/ How machine learning can improve your BI processes
How machine learning can improve your BI processes
At this point, business intelligence isn’t at the cutting edge of business data strategies. It’s an established and respected part of the data industry. BI solutions aren’t rare tools that only the most data-driven businesses use; they’re the basic building blocks that every business needs to survive.
Nowadays, data-driven businesses are looking at new technologies that can leverage the power of BI. Business intelligence isn’t the future—it’s the present. The future is BI-based machine learning; using a BI tool to provide completely automated insight.
Businesses can use machine learning to accomplish things that would be impossible, or at least extremely time-consuming, with regular BI tools. The largest enterprises have already started to leverage machine learning, and it’s time for the average business to follow suit.
Modern, market-leading BI tools can help a business harness the power of machine learning.

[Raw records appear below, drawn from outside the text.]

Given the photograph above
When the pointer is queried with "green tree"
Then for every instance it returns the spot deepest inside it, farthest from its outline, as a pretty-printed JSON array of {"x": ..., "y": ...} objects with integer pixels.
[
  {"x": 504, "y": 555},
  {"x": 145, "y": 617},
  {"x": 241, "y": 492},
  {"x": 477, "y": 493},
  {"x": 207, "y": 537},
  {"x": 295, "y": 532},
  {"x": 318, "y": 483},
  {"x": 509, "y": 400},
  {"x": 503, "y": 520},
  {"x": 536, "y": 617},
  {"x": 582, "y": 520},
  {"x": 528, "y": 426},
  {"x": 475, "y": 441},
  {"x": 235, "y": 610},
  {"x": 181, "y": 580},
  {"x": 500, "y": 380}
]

However, before a business jumps in head-first, they need to know what machine learning is and what it can do for them.
Say you want to build an email filter for your business. You want to make sure ‘good’ emails get through while ‘bad’ emails are blocked. To do this, you either have to filter emails manually (which defeats the purpose of building a filter) or use simple word or sender filtering.

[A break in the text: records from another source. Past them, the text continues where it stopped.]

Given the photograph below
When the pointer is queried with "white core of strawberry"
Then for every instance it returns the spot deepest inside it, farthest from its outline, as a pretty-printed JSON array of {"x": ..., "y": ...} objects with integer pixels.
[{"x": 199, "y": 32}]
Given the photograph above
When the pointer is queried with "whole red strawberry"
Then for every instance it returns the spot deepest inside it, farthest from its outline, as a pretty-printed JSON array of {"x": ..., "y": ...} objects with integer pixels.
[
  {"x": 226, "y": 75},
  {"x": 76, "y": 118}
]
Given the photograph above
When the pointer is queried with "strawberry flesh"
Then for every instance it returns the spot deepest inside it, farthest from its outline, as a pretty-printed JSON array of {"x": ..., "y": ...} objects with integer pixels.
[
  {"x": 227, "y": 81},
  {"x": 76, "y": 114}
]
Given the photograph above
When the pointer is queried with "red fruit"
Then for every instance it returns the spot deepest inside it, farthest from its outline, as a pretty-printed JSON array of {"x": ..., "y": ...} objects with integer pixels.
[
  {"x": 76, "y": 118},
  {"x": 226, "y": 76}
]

Either way, the filter is going to be imperfect. Good emails will get blocked, bad emails will get through, and having the filter can even end up more frustrating than having no filter in the first place.
Machine learning can help solve this problem. If you’ve been trying to filter your emails for a while, you’ll have big collections of ‘good’ and ‘bad’ emails. A machine learning algorithm can find commonalities and figure out what makes a good email good and a bad email bad.
From there, the algorithm can filter out emails that have ‘bad’ characteristics and let through ‘good’ ones. This is similar to filtering the emails manually—it’s evaluating each email and using its own best judgment to classify it—but it’s all completely automated.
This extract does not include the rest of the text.